O Café Filosófico, originariamente, acontecia em um café na situação de informalidade que lhe é peculiar. Convidava-se alguém cuja assinatura aparecesse em algumas publicações, para esclarecer seus pontos de vista, para expor suas ideias a respeito de algum assunto de sua área. O autor fala, a plateia ouve. Só no final, as pessoas podem tirar suas dúvidas. Em resumo, o encontro tem um tema previamente definido. O Café Literário, por suposto, teria o mesmo formato do filosófico, mas com a literatura como matéria da exposição.

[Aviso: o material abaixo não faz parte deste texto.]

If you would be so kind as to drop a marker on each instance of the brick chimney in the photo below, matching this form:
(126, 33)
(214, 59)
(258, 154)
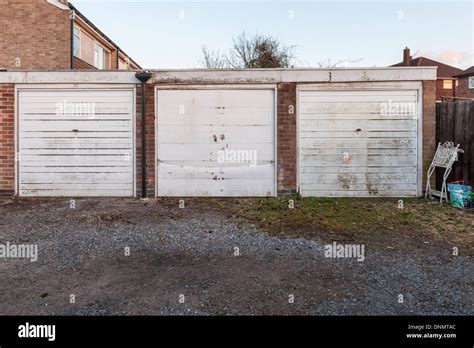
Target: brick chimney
(406, 57)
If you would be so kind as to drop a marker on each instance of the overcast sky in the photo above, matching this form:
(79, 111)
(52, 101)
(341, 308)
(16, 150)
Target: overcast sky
(170, 34)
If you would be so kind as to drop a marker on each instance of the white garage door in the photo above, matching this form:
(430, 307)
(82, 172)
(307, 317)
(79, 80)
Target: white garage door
(357, 142)
(216, 142)
(75, 142)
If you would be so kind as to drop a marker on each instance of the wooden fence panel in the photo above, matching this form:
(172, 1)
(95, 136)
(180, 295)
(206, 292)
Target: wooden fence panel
(455, 122)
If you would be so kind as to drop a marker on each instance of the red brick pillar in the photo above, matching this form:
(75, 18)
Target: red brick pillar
(150, 140)
(286, 138)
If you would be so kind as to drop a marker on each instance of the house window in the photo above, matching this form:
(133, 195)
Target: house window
(77, 43)
(447, 84)
(99, 56)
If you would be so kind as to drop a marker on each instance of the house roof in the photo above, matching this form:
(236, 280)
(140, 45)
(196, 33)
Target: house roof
(444, 70)
(106, 38)
(467, 72)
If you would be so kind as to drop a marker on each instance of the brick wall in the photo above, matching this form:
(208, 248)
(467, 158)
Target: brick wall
(7, 140)
(286, 138)
(429, 126)
(34, 34)
(463, 88)
(150, 137)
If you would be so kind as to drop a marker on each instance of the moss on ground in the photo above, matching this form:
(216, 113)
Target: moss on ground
(367, 218)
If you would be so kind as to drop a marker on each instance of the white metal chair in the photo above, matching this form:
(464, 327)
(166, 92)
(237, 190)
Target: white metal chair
(444, 157)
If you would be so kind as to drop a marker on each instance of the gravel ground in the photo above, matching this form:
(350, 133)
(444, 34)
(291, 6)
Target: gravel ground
(189, 254)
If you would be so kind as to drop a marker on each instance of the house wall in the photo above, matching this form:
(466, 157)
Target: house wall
(441, 92)
(463, 88)
(7, 139)
(34, 35)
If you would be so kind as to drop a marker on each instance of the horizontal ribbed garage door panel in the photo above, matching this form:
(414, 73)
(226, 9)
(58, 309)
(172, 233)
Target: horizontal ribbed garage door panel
(356, 143)
(203, 134)
(76, 142)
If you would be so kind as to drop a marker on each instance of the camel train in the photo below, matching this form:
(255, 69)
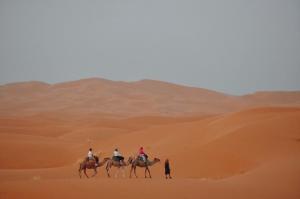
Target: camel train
(92, 162)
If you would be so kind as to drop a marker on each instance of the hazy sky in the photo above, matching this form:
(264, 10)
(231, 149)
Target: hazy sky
(233, 46)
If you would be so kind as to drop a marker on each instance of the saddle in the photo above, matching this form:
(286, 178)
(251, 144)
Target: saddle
(141, 159)
(114, 158)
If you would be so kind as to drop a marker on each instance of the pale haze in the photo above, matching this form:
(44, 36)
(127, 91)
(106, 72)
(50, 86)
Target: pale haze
(232, 46)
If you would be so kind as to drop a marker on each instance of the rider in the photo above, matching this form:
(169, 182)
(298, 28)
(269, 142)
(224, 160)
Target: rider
(91, 156)
(142, 154)
(118, 156)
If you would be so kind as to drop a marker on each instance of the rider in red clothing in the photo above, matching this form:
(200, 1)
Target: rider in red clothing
(142, 154)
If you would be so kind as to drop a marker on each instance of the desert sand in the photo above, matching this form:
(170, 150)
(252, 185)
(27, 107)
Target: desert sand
(219, 145)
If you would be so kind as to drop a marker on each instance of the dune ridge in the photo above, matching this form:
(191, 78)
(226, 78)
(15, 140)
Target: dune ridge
(219, 146)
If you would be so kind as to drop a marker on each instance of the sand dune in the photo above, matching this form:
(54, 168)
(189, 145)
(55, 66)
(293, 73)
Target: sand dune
(220, 146)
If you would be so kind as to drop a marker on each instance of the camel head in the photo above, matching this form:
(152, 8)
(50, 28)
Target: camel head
(130, 160)
(106, 159)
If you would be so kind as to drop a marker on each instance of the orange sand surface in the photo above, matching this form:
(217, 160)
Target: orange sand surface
(219, 146)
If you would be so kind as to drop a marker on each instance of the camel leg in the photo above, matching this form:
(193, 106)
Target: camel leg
(149, 172)
(79, 171)
(95, 172)
(107, 170)
(130, 171)
(85, 173)
(123, 172)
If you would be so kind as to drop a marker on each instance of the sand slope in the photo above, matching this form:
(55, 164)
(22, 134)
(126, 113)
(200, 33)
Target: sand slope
(220, 146)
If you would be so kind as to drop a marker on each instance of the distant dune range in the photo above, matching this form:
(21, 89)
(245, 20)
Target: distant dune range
(219, 146)
(127, 99)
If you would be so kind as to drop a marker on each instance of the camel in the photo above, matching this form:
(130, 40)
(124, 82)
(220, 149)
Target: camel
(140, 163)
(117, 164)
(91, 165)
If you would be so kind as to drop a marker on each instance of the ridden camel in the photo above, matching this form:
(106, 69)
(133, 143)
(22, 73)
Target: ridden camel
(117, 164)
(140, 163)
(91, 165)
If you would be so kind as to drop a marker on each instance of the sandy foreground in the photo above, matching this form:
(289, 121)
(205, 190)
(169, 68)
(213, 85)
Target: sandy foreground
(250, 152)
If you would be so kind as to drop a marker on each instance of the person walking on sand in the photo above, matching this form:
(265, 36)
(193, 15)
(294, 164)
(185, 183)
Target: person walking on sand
(167, 169)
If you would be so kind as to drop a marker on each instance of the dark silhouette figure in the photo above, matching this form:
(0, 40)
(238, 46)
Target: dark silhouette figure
(167, 169)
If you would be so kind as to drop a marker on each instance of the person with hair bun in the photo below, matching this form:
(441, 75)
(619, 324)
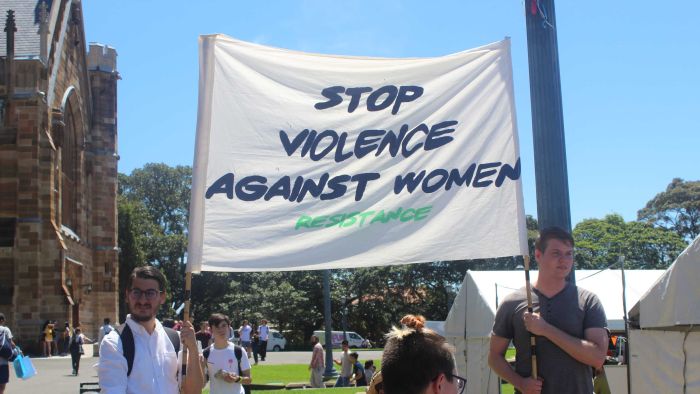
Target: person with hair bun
(417, 360)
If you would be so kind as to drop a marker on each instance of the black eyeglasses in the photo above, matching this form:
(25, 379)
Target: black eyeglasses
(150, 294)
(461, 382)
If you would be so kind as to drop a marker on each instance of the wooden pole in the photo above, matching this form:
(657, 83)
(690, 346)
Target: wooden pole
(188, 295)
(186, 317)
(533, 342)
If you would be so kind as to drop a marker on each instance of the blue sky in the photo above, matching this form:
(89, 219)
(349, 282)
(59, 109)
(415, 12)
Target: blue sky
(629, 70)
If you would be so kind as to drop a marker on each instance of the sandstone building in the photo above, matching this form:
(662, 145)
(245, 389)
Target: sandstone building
(58, 170)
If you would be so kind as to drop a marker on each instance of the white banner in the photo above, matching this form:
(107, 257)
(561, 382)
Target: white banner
(307, 161)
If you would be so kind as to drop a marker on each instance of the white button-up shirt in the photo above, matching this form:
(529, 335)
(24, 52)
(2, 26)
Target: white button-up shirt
(156, 365)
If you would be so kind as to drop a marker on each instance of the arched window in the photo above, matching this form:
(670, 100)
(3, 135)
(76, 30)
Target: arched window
(70, 159)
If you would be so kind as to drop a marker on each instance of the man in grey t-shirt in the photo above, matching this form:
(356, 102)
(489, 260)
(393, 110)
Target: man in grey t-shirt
(569, 324)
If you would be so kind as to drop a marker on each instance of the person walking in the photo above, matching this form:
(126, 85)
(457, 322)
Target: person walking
(76, 348)
(345, 366)
(65, 340)
(317, 364)
(264, 333)
(255, 344)
(105, 329)
(226, 364)
(245, 334)
(47, 337)
(5, 335)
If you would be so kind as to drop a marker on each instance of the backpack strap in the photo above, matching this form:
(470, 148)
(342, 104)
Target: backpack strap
(238, 351)
(206, 352)
(129, 348)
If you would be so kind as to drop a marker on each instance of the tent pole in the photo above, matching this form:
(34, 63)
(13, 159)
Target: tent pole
(533, 342)
(627, 327)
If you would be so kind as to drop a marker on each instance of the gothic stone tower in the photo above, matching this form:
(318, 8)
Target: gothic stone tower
(58, 170)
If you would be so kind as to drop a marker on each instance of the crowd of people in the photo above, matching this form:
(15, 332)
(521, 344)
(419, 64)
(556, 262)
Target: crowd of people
(146, 356)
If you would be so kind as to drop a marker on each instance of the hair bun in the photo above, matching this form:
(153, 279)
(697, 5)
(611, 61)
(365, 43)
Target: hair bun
(415, 322)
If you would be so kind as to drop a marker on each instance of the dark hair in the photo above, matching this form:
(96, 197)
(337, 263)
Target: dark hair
(414, 356)
(147, 272)
(552, 233)
(216, 318)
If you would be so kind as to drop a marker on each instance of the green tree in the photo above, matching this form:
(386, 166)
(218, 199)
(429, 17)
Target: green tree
(601, 242)
(676, 208)
(134, 229)
(162, 195)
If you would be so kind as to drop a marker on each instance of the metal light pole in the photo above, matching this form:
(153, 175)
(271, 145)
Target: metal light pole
(330, 371)
(345, 320)
(547, 117)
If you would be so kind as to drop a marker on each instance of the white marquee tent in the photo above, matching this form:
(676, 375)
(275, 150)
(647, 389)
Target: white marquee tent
(665, 348)
(470, 320)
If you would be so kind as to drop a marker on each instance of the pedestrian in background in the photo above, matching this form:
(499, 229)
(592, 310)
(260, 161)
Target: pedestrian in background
(6, 335)
(345, 366)
(105, 329)
(65, 340)
(317, 364)
(245, 333)
(264, 333)
(76, 348)
(255, 344)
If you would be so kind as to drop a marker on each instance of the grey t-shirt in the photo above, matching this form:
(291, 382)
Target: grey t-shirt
(572, 310)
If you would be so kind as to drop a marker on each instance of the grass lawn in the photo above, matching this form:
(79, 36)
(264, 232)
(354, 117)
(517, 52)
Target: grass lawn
(298, 373)
(292, 373)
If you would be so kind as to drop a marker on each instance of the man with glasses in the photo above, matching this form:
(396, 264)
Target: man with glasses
(154, 366)
(569, 323)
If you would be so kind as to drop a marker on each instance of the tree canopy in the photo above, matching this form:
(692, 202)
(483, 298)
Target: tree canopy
(601, 242)
(676, 208)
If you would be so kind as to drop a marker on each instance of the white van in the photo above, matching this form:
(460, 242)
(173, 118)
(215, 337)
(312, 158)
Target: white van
(275, 341)
(354, 339)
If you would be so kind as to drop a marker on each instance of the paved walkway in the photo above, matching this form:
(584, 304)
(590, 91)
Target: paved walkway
(54, 373)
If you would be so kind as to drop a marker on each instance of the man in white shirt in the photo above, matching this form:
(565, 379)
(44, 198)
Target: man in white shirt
(228, 370)
(156, 367)
(264, 334)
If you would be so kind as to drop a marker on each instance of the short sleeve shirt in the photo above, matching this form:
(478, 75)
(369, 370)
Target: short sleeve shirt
(572, 310)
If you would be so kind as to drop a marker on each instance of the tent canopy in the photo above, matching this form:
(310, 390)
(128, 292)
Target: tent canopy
(474, 309)
(672, 300)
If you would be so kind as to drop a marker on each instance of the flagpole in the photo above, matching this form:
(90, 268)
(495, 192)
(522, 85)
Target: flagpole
(533, 341)
(188, 295)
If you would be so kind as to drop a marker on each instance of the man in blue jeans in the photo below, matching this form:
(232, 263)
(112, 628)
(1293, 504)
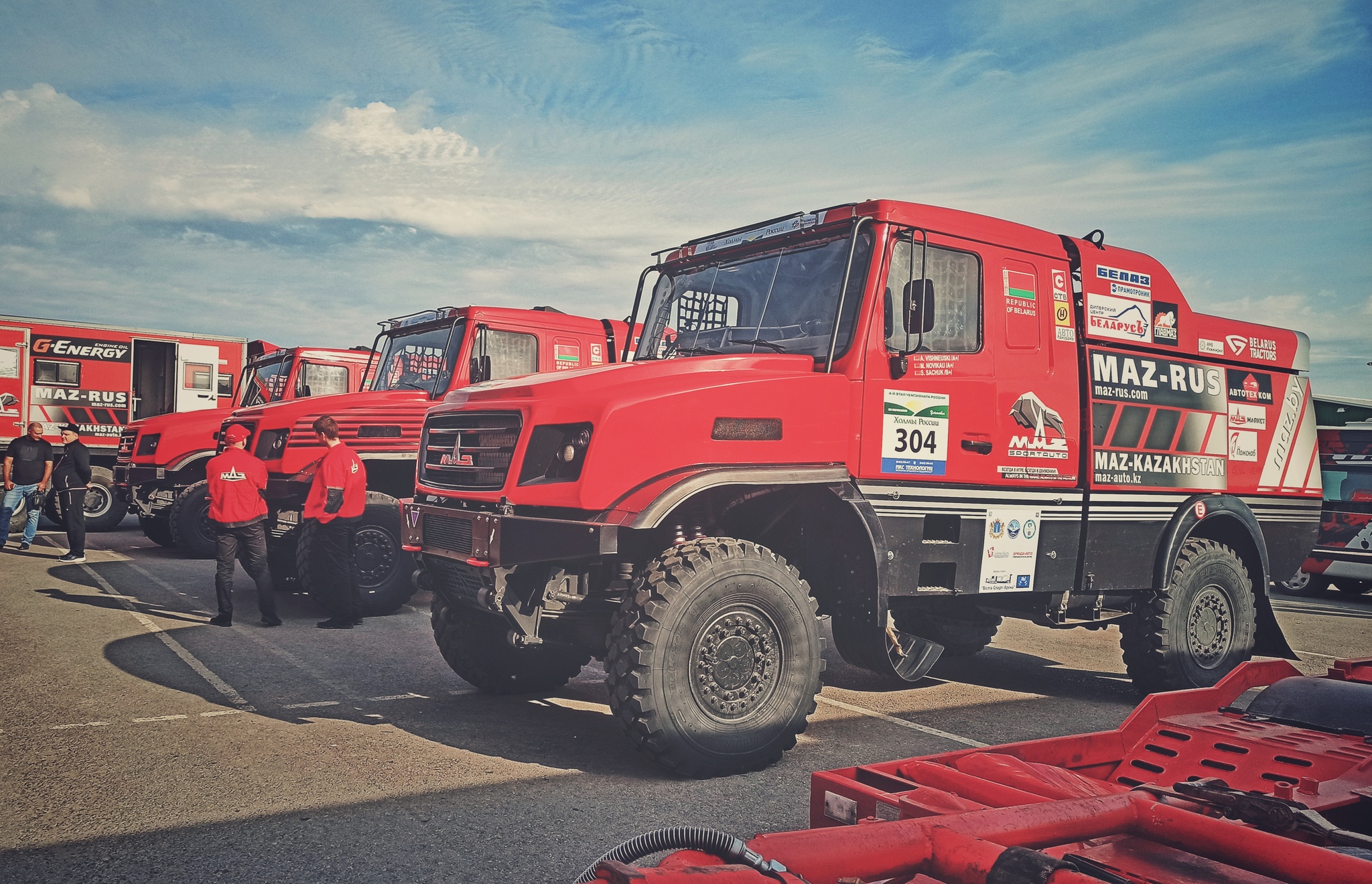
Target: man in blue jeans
(27, 466)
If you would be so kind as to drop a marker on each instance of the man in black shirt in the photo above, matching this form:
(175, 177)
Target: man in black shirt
(27, 466)
(70, 480)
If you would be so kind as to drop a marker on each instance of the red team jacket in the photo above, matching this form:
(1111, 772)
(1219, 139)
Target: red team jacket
(235, 480)
(340, 467)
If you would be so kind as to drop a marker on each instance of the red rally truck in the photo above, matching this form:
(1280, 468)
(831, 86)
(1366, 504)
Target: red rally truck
(159, 467)
(910, 419)
(100, 377)
(421, 357)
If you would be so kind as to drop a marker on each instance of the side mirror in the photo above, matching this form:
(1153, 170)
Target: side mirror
(920, 306)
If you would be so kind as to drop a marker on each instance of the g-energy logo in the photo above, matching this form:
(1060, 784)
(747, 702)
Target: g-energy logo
(81, 348)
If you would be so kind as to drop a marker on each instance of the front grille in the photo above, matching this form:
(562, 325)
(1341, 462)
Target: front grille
(448, 534)
(470, 450)
(127, 439)
(456, 581)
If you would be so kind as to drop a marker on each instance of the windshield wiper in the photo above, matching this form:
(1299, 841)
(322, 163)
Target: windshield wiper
(760, 343)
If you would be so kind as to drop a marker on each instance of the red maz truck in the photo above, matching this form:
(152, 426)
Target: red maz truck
(159, 469)
(910, 419)
(421, 357)
(1342, 557)
(102, 377)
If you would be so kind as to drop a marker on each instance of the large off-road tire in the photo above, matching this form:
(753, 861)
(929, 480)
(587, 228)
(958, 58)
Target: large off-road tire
(190, 522)
(713, 658)
(157, 529)
(105, 505)
(959, 627)
(1198, 628)
(18, 517)
(1305, 584)
(474, 644)
(383, 569)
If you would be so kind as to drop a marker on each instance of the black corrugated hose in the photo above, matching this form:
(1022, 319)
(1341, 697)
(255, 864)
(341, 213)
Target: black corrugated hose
(687, 838)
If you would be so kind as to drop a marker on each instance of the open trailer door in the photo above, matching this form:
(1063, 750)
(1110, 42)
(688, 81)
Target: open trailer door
(196, 370)
(14, 344)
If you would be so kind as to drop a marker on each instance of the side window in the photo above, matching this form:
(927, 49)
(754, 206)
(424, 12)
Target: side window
(56, 373)
(318, 380)
(957, 284)
(198, 376)
(512, 354)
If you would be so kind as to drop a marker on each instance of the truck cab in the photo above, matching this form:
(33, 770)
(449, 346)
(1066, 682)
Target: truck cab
(911, 419)
(419, 360)
(159, 467)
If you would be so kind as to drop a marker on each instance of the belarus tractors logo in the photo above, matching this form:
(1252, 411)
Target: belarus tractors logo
(1031, 413)
(458, 458)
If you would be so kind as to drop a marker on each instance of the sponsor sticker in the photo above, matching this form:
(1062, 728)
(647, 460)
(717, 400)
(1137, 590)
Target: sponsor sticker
(914, 437)
(1249, 387)
(1243, 446)
(1164, 324)
(81, 348)
(1131, 277)
(1010, 550)
(1247, 417)
(1120, 289)
(1119, 318)
(1175, 383)
(1160, 470)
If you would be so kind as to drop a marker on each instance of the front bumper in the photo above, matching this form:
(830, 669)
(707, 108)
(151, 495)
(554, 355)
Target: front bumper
(496, 540)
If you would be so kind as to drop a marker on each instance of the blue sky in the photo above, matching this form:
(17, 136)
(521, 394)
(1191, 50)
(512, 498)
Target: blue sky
(216, 166)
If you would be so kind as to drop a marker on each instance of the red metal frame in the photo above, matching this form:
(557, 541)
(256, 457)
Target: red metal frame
(950, 817)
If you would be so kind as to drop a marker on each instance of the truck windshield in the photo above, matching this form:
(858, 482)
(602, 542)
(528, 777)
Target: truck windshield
(265, 381)
(780, 301)
(420, 360)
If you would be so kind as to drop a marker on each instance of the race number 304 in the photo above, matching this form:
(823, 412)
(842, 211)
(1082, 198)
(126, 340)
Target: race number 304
(914, 433)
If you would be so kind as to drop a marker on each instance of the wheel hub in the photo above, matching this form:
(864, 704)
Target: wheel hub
(736, 664)
(1209, 627)
(375, 555)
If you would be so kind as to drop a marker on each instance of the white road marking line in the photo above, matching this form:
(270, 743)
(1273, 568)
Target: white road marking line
(201, 669)
(86, 724)
(873, 713)
(267, 643)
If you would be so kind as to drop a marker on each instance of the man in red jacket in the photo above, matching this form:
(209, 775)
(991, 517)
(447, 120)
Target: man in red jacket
(238, 509)
(336, 502)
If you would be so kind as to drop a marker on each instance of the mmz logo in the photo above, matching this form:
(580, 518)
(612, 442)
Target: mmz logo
(1031, 413)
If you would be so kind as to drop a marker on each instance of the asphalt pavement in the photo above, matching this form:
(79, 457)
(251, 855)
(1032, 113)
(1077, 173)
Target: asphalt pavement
(139, 743)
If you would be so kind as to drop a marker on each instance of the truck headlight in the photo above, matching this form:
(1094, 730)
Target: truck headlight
(271, 445)
(555, 454)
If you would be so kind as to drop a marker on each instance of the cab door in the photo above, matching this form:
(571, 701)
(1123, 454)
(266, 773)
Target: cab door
(928, 399)
(14, 361)
(196, 370)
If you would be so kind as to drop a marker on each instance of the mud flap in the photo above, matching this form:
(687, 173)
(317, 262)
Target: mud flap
(911, 657)
(1271, 640)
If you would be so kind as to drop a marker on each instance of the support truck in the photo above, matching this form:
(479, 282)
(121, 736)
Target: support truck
(910, 419)
(159, 469)
(420, 358)
(102, 377)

O que mais se vê, entretanto, é que o evento receba qualquer um dos títulos, sem nenhum critério. Pior ainda: é muito comum a intervenção de pessoas da plateia que, descobrindo um microfone, passam a encantar o público com teses políticas, exercícios filosóficos, homenagens ao autor, leitura de “pequeno texto de minha própria lavra”. O autor, aquele que atraiu o público por causa de sua obra, esse fica na constrangedora posição de plateia, mantendo, geralmente, um silêncio respeitoso em face do intruso.

A autopromoção, num momento desses, não é só falta de respeito em relação ao convidado, é também uma maneira de demonstrar deficiência cultural.

Se abordei esse assunto, foi porque ontem meu amigo Adamastor, tomando um cafezinho aqui em casa comigo, de repente afirmou, Ah, isso é tudo a mesma coisa. “Tudo a mesma coisa” é o que resulta numa geleia geral, num sincretismo cultural em que se perdem as noções de valores.